Dengan adanya etos kerja, maka nantinya sumberdaya
manusia bisa lebih menghargai waktu, menjadi pribadi yang disiplin, karena
waktu ini juga sangat mempengaruhi produktivitas kerja.
Bagi
siapapun seorang muslim yang melakukan pekerjaan dengan serius dan juga kerja
keras, maka hasil akhirnya bukan hanya uang saja, melainkan juga akan diberikan
dengan amal perbuatan.
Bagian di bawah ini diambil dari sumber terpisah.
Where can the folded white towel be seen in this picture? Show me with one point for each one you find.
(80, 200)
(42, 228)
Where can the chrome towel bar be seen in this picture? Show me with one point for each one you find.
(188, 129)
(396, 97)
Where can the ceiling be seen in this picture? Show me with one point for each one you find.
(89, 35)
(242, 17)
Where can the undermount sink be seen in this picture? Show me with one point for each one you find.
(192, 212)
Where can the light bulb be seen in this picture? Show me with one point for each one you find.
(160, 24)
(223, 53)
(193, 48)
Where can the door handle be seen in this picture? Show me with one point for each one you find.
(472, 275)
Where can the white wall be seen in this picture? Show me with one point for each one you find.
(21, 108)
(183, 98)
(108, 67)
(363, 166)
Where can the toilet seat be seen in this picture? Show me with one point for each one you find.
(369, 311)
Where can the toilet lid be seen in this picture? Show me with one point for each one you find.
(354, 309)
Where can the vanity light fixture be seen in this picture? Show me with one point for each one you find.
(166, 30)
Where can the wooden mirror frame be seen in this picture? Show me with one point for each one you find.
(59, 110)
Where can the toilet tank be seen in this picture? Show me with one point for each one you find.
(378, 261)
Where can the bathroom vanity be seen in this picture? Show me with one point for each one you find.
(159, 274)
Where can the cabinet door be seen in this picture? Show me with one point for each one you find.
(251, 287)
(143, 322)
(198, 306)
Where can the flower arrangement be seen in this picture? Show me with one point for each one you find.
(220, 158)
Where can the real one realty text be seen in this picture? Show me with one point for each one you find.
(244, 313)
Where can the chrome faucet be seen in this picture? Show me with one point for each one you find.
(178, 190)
Namun dengan catatan bahwa pekerjaan yang dilakukan
tersebut juga harus jenis pekerjaan yang baik, membawa faedah bagi banyak orang
bukan pekerjaan yang justru menyesatkan.
DAFTAR PUSTAKA
Buku:
Abdullah, Ma’ruf, Manajemen
Bisnis Syari’ah, Yogyakarta: Aswaja Persindo,
2014.
Rodin, Dede, Tafsir
Ayat Ekonomi, Semarang: CV. Karya Abadi Jaya, 2015.
Ya’qub, Hamzah, Etos
Kerja Islami, Jakarta: CV. Pedoman Ilmu Jaya, 1992.